# AQ-Fische in den Gartenteich?



## Chris2456 (22. Sep. 2009)

hallo,

kann man eigentlich Fische fürs Aquarium in den Teich setzen z.B. Welse (bis 15cm Größe) o. Guppys.
Oder wieso kommen die nur ins Aquarium?
__ Gründling ist doch fast das gleiche wie ein __ Wels. (z.B. Atennenwels)


----------



## Vera44 (22. Sep. 2009)

*AW: AQ-Fische in den Gartenteich?*

Hallo Chris!

Im Aquarium hast Du ein ganz anderes Wasser als im Teich. Und konstante Temperaturen. Aquariumfische werden im Teich nicht überleben. Robuste __ Barsche könnten im Sommer evtl. überleben. Aber vergiss den Gedanken!


----------



## Knoblauchkröte (22. Sep. 2009)

*AW: AQ-Fische in den Gartenteich?*

Hi Chris,

alle Aquarienfische lassen sich in den Teich setzen, nur überleben die allermeisten Arten (aus den Tropen/Subtropen die dauerhafte Mindestwassertemperaturen >15 Grad brauchen hier nicht den Spät-Herbst, den Winter und das zeitge Frühjahr). Hast doch sicher schon mal davon gehört das es in den Tropen von Südamerika, Afrika und Asien im Winter deutlich wärmer ist als hier in Mitteleuropa. Es gibt aber recht viele Aquarienfische die man von Mai bis September draußen übersommern kann. Wirkt sich sehr positiv auf deren Farbenpracht, Vermehrung und Wohlbefinden aus Z.B die 0815 Aquarienstandartfische - Makropode, Prachtbarbe, Messing(Brokat)__ barbe, Kardinalsfisch, Zebrabärbling, Metall/Marmorpanzerwels, Guppy, Platy, Schwertträger. Die lassen sich aber im Herbst nur in einem recht kleinen Teich (den man schnell mal leeren kann) dann auch wieder erwischen

MfG Frank


----------



## Trautchen (23. Sep. 2009)

*AW: AQ-Fische in den Gartenteich?*

Guten Morgen! Genau, ich habe Sonntag auch meine 2 Makropoden wieder reingeholt.
Begeistert waren sie nicht, naja... 

Aber bezüglich der Farbenpracht und Flossenentwicklung kann ich Frank nur Recht geben... 
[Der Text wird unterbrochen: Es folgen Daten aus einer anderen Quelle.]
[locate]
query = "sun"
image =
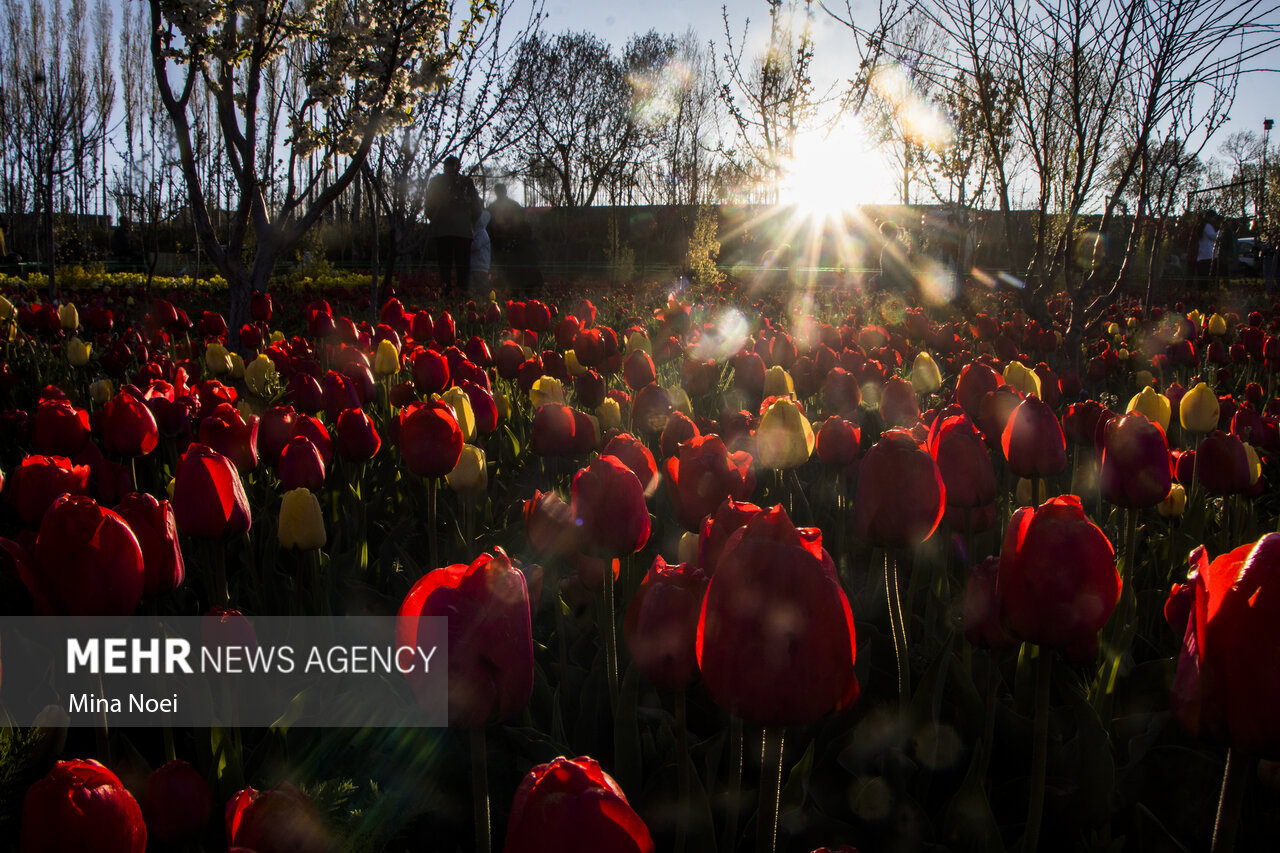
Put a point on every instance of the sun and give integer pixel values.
(835, 172)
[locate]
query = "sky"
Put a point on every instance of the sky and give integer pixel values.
(835, 56)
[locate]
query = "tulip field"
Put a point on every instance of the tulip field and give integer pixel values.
(723, 568)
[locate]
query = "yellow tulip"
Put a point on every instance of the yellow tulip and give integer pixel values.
(547, 389)
(260, 375)
(385, 359)
(218, 361)
(471, 474)
(777, 382)
(609, 414)
(100, 391)
(785, 437)
(1153, 405)
(1198, 410)
(77, 352)
(571, 364)
(301, 521)
(926, 377)
(458, 401)
(1022, 378)
(1174, 502)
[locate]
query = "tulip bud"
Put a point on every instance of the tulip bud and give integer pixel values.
(547, 389)
(926, 377)
(260, 375)
(785, 437)
(1174, 503)
(100, 391)
(387, 359)
(1198, 409)
(218, 360)
(471, 474)
(1153, 405)
(1022, 378)
(301, 520)
(77, 352)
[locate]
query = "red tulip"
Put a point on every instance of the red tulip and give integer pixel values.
(128, 425)
(1057, 576)
(1136, 470)
(280, 820)
(963, 460)
(81, 806)
(156, 530)
(60, 428)
(776, 637)
(39, 480)
(1228, 683)
(87, 561)
(177, 803)
(608, 505)
(661, 626)
(572, 804)
(900, 493)
(703, 475)
(208, 496)
(1033, 441)
(429, 438)
(490, 647)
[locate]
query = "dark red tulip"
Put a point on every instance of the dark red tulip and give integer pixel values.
(608, 505)
(279, 820)
(718, 528)
(156, 530)
(490, 647)
(1033, 441)
(177, 802)
(356, 437)
(572, 804)
(839, 442)
(631, 452)
(1223, 464)
(87, 561)
(552, 430)
(81, 806)
(702, 475)
(900, 493)
(59, 428)
(963, 460)
(208, 496)
(661, 626)
(39, 480)
(1057, 578)
(429, 438)
(128, 425)
(776, 639)
(1136, 470)
(301, 465)
(549, 525)
(1228, 682)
Ein Mückenlarvensommer tut ihnen wohl richtig gut. Kommen auch gut mit den ziemlich schwankenden Temperaturen zurecht, die sie ja in ihrer Heimat auch so vorfinden.
Jetzt schwimmen sie wieder im Wohnzimmer. 
Allerdings ein bissi Bedenken habe ich schon, daß man sich da was mit einschleppt.


----------



## Chris2456 (23. Sep. 2009)

*AW: AQ-Fische in den Gartenteich?*

Red Cherry Garnelen und auch vllt. andere kann man wohl im teich halten.
(http://www.gerdvoss.de/Wirbellose/N__denticulata/n__denticulata.html)
geht das auch bei meinem teich ( problem ist vllt. größe und fische )
ich hab aber auch nen kleinen daneben, so 150l, 40cm tief.(ohne fische nur __ frösche)


----------



## heiko-rech (23. Sep. 2009)

*AW: AQ-Fische in den Gartenteich?*

Hallo,

In diesem Buch werden einige "Sommergäste" vorgestellt:

http://www.amazon.de/Gartenteichfis...=sr_1_2?ie=UTF8&s=books&qid=1253720405&sr=8-2

einige Arten, die dort empfohlen werden sind:

Spanienkärpfling
Orientkärpfling
Streifenhechtling
Pfauenaugenbarsch
Malabärbling
Zebrabärbling
Zwergsonnenbarsch
__ Scheibenbarsch 
Diamantbarsch
Regenbognspringbarsch
__ Koboldkärpfling
Rundschwanzmakropode
Blauer Fächerfisch
Längsbandorfe
Prachtbarbe
Purpurkopfbarbe
Kardinalfisch

und einige mehr.

Gruß

Heiko


----------



## eibisch78 (15. Okt. 2009)

*AW: AQ-Fische in den Gartenteich?*

hallo,da habe ich mal nee andere frage,habe einen noch kleinen koi im teich und weiß nicht ob ich ihn im winter im teich lasse oder lieber zuhause mit in aquarium tue.es hat 100liter und habe nur ein paar black mollys und guppys u paar neons drin.wäre es ratsam??
gruße der jens


----------



## heiko-rech (15. Okt. 2009)

*AW: AQ-Fische in den Gartenteich?*

Hallo,

würde ich lassen. Der Koi (der übrigens in deinem sowieso schon gut besetzten, kleinen Teich nicht wirklich der Büller sein dürfte) ist ein Kaltwasserfisch, die anderen mögen es wärmer. Die Fische passen meiner Meinung nach auch nicht zusammen, da sie doch recht unterschiedliche Ansprüche haben Und das Becken erscheint mir zu klein.

Gruß

Heiko


----------



## Wuzzel (15. Okt. 2009)

*AW: AQ-Fische in den Gartenteich?*

Hallo Jens, 
meiner Meinung nach sind weder ein Teich mit nur 2700 litern noch ein beheiztes 100 liter Aquarium mit Warmwasserfischen die geeignete Überwinterungsmöglichkeit. Es sei denn Du hälst Deinen Teich mit Heizung frostfrei. 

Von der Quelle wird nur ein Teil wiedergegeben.